Aujourd’hui, un quasi état de siège est instauré dans la capitale. Les citoyen-ne-s qui viennent des autres villes pour manifester sont menacé-e-s d’amende ou de saisie de leur véhicule, en violation totale de la constitution algérienne et des conventions onusiennes des droits de l’homme. La société civile dénonce des arrestations arbitraires, elle s’indigne de la mise en détention de militants pacifiques, poursuivis pour leur opinion et leur engagement en faveur d’un gouvernement civil.

Le peu d’intérêt que nos médias accordent à la situation explosive en Algérie est regrettable, d’autant plus depuis les derniers évènements, qui augurent d’une escalade de tensions après l’annonce par le président par intérim de la date du 12 décembre pour la tenue de l’élection présidentielle, toujours rejetée par le peuple.

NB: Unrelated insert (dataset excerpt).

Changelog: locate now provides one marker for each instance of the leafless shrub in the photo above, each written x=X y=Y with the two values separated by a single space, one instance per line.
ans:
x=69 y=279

Les Algérien-ne-s attendent une réforme complète de l’appareil administratif, la mise en place d’un système de validation des élections avec des instances indépendantes ainsi que la réforme des médias publics afin d’assurer un accès équitable à tous les candidats pendant la campagne électorale. Le peuple aspire à un Etat de droit, à l’indépendance effective de la justice, à la protection des libertés individuelles et collectives, à une vraie démocratie.
Le peuple algérien souhaite que son message parvienne au plus grand nombre. Se taire dans ces moments historiques, c’est se rendre complice d’un régime militaire abject qui s’enrichit au détriment de 42 millions d’Algérien-ne-s.

* Algérien de Genève, sous pseudonyme.